On 14th March 1984, I was at work in central Belfast, in an office with big windows overlooking Wellington Place. I can’t recall if I had been idly looking out at the street already (likely) or whether something attracted my attention, but I do clearly remember seeing a car which had been approaching the traffic lights on the corner of Donegall Square suddenly do a U-turn and speed the wrong way down the broad, one-way street. It intercepted an oncoming car and forced it to stop at the kerb.
Armed men got out and ordered the driver and passengers out of the stopped car and into the typical “arrested” position, leaning against their car with hands clasped behind their heads. After some time, police vehicles arrived and the “suspects” were taken away.

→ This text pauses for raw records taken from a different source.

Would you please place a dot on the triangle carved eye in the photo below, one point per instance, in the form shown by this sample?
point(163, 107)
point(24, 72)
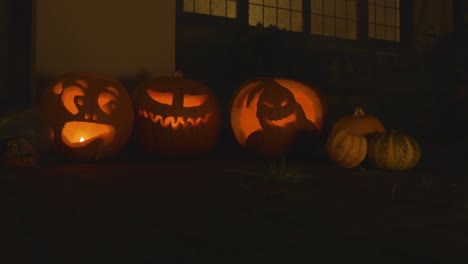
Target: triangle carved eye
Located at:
point(268, 104)
point(194, 100)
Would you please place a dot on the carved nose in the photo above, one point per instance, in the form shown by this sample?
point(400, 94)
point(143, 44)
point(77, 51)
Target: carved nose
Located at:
point(88, 116)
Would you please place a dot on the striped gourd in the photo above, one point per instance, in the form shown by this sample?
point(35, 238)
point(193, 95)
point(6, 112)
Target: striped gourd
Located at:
point(347, 150)
point(394, 151)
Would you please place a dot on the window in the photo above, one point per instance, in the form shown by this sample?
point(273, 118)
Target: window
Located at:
point(285, 14)
point(223, 8)
point(334, 18)
point(384, 19)
point(342, 19)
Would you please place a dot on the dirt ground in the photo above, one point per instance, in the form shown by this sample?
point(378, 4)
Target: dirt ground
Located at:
point(191, 210)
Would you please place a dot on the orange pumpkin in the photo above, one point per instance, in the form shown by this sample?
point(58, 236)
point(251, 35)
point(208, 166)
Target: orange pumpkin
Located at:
point(90, 115)
point(345, 149)
point(359, 123)
point(268, 115)
point(175, 116)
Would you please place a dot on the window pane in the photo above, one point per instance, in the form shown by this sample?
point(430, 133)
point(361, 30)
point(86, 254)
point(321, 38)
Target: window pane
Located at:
point(202, 7)
point(329, 7)
point(269, 3)
point(284, 19)
point(371, 31)
point(316, 24)
point(351, 14)
point(296, 21)
point(390, 3)
point(296, 5)
point(351, 29)
point(188, 5)
point(269, 16)
point(380, 32)
point(341, 9)
point(398, 18)
point(329, 26)
point(317, 6)
point(284, 4)
point(390, 34)
point(218, 7)
point(372, 14)
point(340, 28)
point(390, 17)
point(380, 15)
point(255, 15)
point(231, 9)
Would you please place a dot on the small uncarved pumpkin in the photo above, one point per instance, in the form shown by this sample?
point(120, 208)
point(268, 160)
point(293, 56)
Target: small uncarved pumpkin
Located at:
point(20, 153)
point(347, 150)
point(394, 151)
point(359, 123)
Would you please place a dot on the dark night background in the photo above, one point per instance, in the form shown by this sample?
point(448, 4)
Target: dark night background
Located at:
point(136, 209)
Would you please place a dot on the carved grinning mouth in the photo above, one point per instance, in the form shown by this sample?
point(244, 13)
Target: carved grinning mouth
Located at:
point(174, 122)
point(283, 121)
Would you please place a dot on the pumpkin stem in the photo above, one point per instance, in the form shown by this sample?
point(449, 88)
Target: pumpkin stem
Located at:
point(358, 111)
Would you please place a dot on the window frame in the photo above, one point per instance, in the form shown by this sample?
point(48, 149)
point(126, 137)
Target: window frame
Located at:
point(187, 19)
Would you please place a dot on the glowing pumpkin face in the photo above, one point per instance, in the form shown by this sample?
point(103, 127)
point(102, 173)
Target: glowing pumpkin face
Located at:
point(175, 116)
point(269, 116)
point(90, 115)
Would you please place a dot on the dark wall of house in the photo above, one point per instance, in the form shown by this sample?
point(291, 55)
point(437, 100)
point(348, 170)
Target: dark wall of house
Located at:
point(16, 24)
point(411, 91)
point(3, 53)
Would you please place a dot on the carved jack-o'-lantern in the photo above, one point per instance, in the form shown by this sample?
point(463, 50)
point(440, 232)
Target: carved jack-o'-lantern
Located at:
point(175, 116)
point(270, 116)
point(90, 115)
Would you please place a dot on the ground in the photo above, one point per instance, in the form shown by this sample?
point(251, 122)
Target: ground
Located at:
point(210, 209)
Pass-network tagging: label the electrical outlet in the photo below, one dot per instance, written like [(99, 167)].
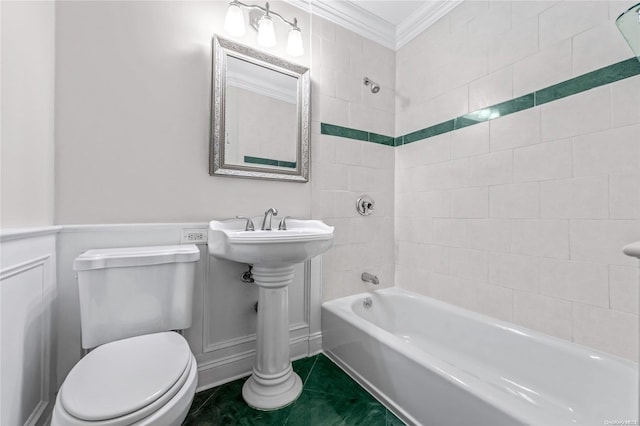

I didn’t find out the circumstances until seeing the evening news on television. The men arrested at the road side were members of the Ulster Defence Association, (calling themselves Ulster Freedom Fighters, a cover name), who had attempted to murder Gerry Adams, President of Sinn Féin. He and three SF colleagues had been shot and wounded — Adams most seriously — as they travelled by car from a court appearance, (on a count of obstruction following an previous confrontation with police). The UFF men later got long jail sentences.
According to the official account, the would-be murderers had been aprehended by off-duty police officers. According to Sinn Féin, the authorities had had prior knowledge of the attack and had allowed it to happen.
I think that subsequently the idea of “off-duty” police has quietly mutated into “undercover” officers, because the original term is clearly not credible. The fact of the sudden, unprovoked U-turn of their car is evidence enough that they were acting under control at the time. And something else stays with me: those guys were scary. Absolute hard men: muscular, trained and precise. As it happened, a real off-duty policeman (I assume) came on the scene very soon after the incident, and helped by collecting firearms from the car in a plastic carrier bag. He looked and moved like a slightly podgy child in comparison to the others. Normal, in other words.
I don’t know who those men were. I would guess SAS or similar, because I just can’t envisage shock troops like that being local police. I have no knowledge of how undercover forces operated in Belfast in those days, and so I can say nothing about whether the events lend credence or not to the Sinn Féin collusion claim. I can only tell what I saw.